I know next to nothing about science. When scientists (or at least those who aren’t on the payroll of Exxon) agree that human beings are having a significant effect on the climate, I tend to believe them.
That’s not some sort of hipster affectation, mind you. When people with doctorates in earth sciences speak in one voice, I try to set down the PBR and the graphic novel and listen. But what throws me for a loop is when good people, with the right idea, go off the rail.
Like the “Save The Polar Bears” crowd.
But really… Who should the polar bears fear the most? Local Sierra Club boss Mike O’Brien and his Nissan Pathfinder? Or some drunk Canuck with a shotgun?
Polar bears would stand a greater chance of avoiding extinction if people stopped shooting them than if they reduced greenhouse gas emissions, according to a book by a leading environmental skeptic.
Bjorn Lomborg, the Danish professor who achieved international fame with his previous book, The Skeptical Environmentalist, examines and rejects claims by environmentalists and the former president Al Gore that polar bears are drowning because the sea ice they hunt on is melting.

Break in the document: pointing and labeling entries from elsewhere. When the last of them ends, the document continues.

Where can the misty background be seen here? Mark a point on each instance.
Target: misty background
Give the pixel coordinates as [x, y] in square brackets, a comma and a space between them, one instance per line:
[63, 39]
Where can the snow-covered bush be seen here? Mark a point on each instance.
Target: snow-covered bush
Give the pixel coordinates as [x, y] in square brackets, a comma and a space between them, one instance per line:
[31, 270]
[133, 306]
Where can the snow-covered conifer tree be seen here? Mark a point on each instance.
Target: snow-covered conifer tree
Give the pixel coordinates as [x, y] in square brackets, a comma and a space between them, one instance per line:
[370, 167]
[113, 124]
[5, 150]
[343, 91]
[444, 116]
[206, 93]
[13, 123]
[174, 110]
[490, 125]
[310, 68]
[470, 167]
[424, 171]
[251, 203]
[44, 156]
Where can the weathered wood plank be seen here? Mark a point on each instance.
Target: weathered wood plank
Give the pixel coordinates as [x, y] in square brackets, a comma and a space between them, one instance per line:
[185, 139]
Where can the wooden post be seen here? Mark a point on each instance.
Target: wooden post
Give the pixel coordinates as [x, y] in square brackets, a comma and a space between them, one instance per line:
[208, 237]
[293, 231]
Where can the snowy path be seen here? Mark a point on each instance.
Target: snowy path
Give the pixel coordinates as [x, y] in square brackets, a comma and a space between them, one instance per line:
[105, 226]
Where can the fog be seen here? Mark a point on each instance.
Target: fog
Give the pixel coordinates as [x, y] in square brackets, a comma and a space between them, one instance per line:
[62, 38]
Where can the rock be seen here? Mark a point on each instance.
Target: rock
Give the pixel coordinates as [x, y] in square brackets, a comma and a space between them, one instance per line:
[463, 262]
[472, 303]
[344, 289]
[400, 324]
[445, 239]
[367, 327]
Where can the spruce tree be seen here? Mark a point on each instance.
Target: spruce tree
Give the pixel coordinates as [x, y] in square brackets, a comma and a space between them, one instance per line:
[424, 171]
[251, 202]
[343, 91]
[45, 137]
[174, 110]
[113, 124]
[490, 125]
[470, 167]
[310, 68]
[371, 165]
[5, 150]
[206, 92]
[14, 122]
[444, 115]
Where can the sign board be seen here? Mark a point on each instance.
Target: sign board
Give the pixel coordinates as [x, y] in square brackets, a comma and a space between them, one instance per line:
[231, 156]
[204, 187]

Lomborg says the story about drowning bears is taken from a single sighting of four dead bears the day after an abrupt windstorm. The bears came from a population that was actually increasing, which has been the overall trend in the polar bear population since the 1960s.

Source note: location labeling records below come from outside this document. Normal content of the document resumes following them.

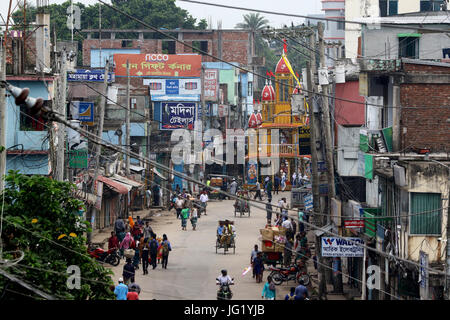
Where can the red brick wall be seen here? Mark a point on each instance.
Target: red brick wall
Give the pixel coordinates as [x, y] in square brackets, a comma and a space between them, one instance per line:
[426, 127]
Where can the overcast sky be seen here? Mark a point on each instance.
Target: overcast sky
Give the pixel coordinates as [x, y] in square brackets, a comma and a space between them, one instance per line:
[229, 17]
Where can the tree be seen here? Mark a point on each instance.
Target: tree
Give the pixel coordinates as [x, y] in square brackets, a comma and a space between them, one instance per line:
[253, 21]
[36, 210]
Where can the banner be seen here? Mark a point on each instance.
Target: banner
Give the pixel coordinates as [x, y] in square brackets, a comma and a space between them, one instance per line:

Lomborg, whose PhD is in political science and who doesn’t claim to be a scientist, gets all sorts of hisses and boos when he speaks. He even got nailed with a custard pie in Oxford. Hmm… Pie target Bill Gates is still shipping software, and the mannish Ann Coulter hasn’t been eaten by wolves. Perhaps the “pie throwing as a means of affecting public policy” meme is a bit played out, no?
Lomborg continues:
[He] points out that over the past decades, the global polar bear population has increased dramatically from about 5,000 members in the 1960s to around 25,000 as a result of the regulation of hunting.

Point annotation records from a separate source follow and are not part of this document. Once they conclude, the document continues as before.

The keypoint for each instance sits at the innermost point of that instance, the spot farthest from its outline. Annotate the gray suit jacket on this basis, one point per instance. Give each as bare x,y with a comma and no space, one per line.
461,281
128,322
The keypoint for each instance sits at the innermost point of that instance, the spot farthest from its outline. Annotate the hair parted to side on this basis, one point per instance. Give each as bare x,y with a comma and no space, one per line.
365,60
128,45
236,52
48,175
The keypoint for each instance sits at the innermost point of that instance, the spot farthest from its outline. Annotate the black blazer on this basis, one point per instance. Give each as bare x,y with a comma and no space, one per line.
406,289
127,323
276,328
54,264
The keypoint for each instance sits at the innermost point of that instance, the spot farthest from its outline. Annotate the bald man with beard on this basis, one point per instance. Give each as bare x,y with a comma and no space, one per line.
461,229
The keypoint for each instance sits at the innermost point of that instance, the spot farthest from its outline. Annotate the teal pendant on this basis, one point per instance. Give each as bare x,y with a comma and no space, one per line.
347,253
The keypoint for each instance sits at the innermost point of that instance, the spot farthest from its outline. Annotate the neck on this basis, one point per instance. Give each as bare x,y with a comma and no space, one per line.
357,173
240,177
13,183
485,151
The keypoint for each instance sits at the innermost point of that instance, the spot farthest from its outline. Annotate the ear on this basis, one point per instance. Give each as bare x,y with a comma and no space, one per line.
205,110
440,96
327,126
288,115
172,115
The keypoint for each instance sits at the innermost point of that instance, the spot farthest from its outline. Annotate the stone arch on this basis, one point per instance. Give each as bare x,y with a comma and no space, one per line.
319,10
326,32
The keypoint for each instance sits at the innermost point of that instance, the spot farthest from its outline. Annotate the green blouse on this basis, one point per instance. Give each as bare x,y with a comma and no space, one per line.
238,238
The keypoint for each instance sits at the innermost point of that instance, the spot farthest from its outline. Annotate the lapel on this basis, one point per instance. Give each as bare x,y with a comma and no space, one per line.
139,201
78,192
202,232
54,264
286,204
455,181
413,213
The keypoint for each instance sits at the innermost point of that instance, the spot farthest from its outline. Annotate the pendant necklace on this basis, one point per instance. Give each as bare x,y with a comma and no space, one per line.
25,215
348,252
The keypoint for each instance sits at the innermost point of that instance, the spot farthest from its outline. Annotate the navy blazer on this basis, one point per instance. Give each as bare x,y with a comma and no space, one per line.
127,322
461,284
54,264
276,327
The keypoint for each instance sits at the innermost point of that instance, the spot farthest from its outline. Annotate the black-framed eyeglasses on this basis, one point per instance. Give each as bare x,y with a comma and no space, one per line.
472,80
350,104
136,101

Even if a decline in the bear population has taken place since the 1980s, he says, if we try to help them by cutting greenhouse gases we can at the very best avoid 15 bears dying, with realistic option meaning that it is probably only around 0.06 bears per year.
But he says, if we care for stable populations of polar bears, dealing with the 49 polar bears from the same population around Hudson Bay that get shot each year might be a smarter and more viable strategy.
I’d much rather see enviro groups pushing an American-style “cap and trade” system for controlling carbon dioxide in a way that would spur innovation and reward creativity, rather than more of these goofball vanity campaigns.